I’ll see about getting that done Real Soon Now. @Falco , in broad strokes, it’s something like

  • create new bucket and CDN for it, rebuild container to use the new bucket/CDN & make sure it works
  • configure s3cmd for the old bucket and sync the data to local.
  • configure s3cmd for the new bucket and sync the data up to the new bucket
  • do a discourse remap OLD-BUCKET-DOMAIN-NAME NEW-BUCKET-DOMAIN-NAME
  • rebake

Does that seem right?

If you use the same CDN for the old an new bucket, you might save having to do the rebake, but getting that timing just right seems a bit tricky (can’t change the CDN origin until data is in the new bucket, but you’d need to somehow make sure that nothing got uploaded to the old bucket during the sync process?)–maybe just say that it’s possible.

2 Likes

Maybe using the official AWS CLI is better for a guide?

Use DbHelper.remap here.

Not necessary

Use the same CDN and just change the CDN source in the CDN panel, or use a new CDN and remap with DbHelper.remap. No rebake needed either way.

2 Likes

Ah. OK. I’ll look at that. . . Is it possible to make AWS CLI work with non AWS buckets?

Hey Rafael. I’m getting close. My current version of this howto points to aws cli and gsutil to sync from old to local and local to new (I just link to those tools and provide a command line command filled in with the bucket names in a placeholder). And then uses DbHelper to update the tables. For my moderate-sized site, it runs pretty fast. Awesome.
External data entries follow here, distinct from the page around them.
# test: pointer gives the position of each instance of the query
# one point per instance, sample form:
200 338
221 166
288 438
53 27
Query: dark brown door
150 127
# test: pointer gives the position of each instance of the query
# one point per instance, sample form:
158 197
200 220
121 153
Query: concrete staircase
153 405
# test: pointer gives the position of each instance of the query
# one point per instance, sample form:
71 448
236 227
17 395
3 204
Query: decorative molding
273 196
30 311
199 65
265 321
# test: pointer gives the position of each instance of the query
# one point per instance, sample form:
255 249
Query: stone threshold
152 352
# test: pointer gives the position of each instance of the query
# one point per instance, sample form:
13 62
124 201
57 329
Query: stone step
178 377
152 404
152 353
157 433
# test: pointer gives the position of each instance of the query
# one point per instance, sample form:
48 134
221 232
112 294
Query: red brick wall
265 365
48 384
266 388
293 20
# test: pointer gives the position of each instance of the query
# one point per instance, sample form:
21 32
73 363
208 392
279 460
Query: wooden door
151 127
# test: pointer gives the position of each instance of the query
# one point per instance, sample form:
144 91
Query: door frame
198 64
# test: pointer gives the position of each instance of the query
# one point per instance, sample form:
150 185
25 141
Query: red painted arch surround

The one issue I have now is that the old configuration didn’t have a s3_cdn_url so those images are still linked directly to the bucket (not cdn) in posts. Rebaking doesn’t help. New uploads are properly linked to the CDN. You can’t fix this by setting DISCOURSE_S3_ENDPOINT: '' because that has no effect, so after restoring the database, I had to clear the SiteSetting. That’s not so bad, but it took me a bunch of rebuilds to figure that out.
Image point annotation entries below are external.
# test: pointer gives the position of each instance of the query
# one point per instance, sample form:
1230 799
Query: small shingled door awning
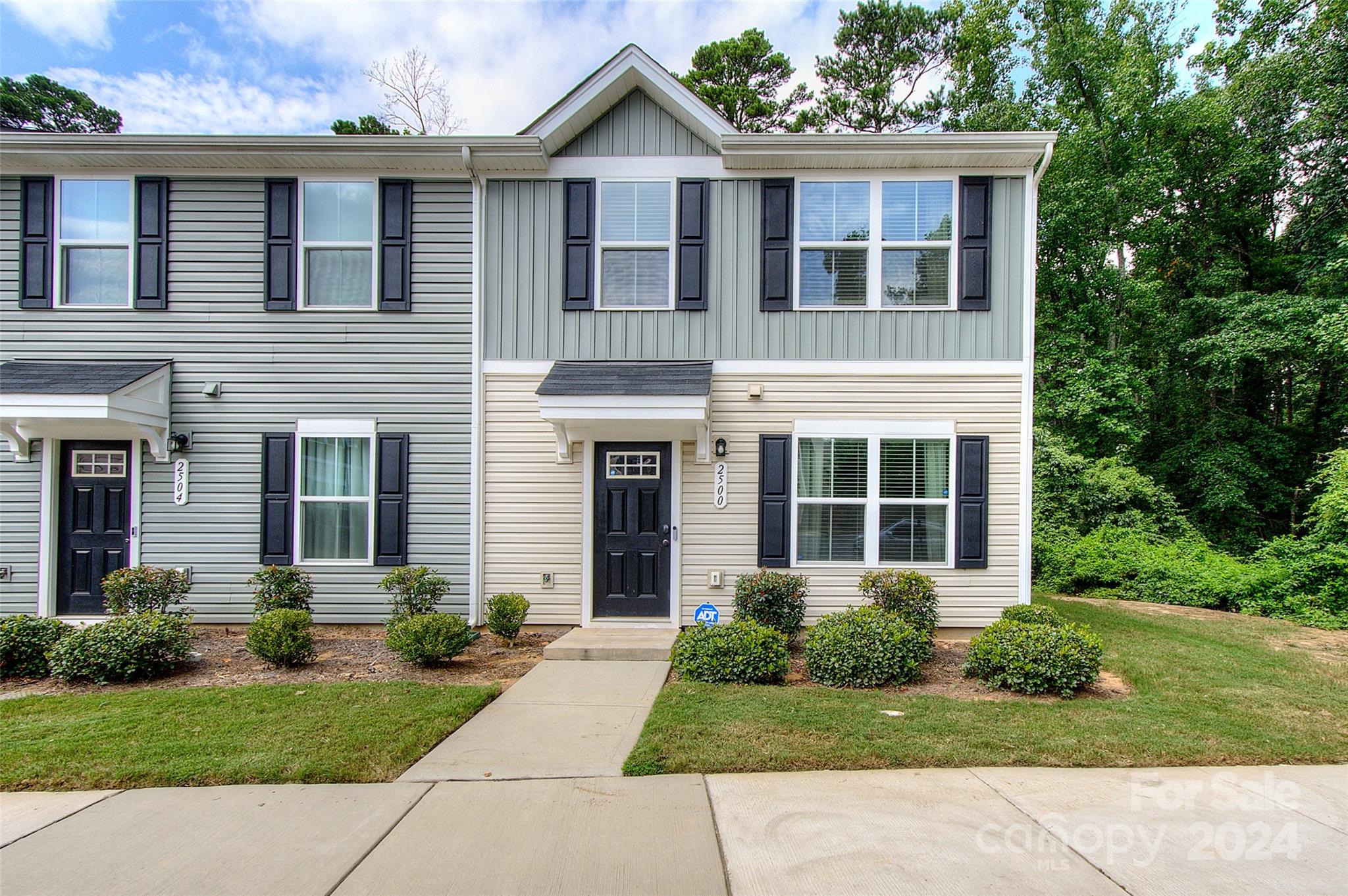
630 402
86 401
The old configuration didn’t have an S3 CDN defined. I can fix this by rebaking all of the 1250 posts. that have the bucket URL/hostname in them, but this causes all of those images to be downloaded and optimized (the old server is running 2.7.0.beta5, so I thought that it would have some recent re-optimizations already done?). This slams (load average 10-20) my poor 2GB server (with Postgres and redis on RDS and elasticache) for quite a while. I guess I might need a bigger EC2 for this site anyway, but I’m still a bit surprised that this rebake brings the server to its knees (500 errors in the UX).

Should I instead contrive to do a replacement from bucket-hostname to CDN-url in cooked in those posts?
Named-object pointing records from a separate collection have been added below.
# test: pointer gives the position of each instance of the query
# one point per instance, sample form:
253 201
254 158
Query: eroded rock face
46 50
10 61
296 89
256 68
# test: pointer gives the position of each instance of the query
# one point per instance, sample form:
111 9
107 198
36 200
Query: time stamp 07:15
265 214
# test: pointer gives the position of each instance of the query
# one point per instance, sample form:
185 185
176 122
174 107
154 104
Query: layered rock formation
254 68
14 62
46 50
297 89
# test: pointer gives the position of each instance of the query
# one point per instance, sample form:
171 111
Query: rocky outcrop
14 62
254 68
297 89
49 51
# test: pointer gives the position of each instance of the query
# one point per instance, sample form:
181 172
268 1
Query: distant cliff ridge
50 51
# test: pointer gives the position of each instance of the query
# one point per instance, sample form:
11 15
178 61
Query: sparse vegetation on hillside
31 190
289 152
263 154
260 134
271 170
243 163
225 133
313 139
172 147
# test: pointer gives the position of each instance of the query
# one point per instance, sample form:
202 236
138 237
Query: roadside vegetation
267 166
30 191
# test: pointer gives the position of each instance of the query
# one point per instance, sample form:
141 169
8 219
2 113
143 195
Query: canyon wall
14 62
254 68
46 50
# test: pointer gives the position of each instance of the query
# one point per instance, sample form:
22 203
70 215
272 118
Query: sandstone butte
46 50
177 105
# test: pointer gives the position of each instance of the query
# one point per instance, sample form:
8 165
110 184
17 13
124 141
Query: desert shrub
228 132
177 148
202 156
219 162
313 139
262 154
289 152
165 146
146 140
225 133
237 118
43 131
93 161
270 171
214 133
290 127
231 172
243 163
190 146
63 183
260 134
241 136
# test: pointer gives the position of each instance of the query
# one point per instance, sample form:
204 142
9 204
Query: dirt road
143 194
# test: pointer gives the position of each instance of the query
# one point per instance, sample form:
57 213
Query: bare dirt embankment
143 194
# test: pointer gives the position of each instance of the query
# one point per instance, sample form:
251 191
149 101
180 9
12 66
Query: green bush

@pfaffman Thanks for leading me here.
But my problem is compounded in the last 2 steps.

Current Problem: Some of my images are missing but displaying small icons in their places. If I hover pointer on them, they show ‘olds3bucket’ address on them. But when I click on them, they do show correctly in full size, and now the path of ‘news3bucket’ is displayed in the url bar.

  1. Mainly you’ve told to sync old bucket’s data to new bucket, which I’ve already done successfully.
  2. Then fill the new bucket’s settings in the discourse Web UI, which I’m already using for a year.
  3. Now you say to ‘remap’ the old bucket url with the new. And then rebake. Here is the problem. When I do this, (or even if I ‘rebake’, or even if ‘Rebuild Html’ from post settings menu, with or without doing the ‘remap’ step first), those of my images which were showing just as an icon, disappear completely. Only a ‘white-space’ is shown in their place. So I revert/restore immediately.

Thanks once again.
(I’ve a very small website, and like wise have…).

rclone is a good tool which can sync to multiple backends. we currently use it for backups.

Hey Jay,

Sorry to bump this but have you made any more headway on the guide? Thanks!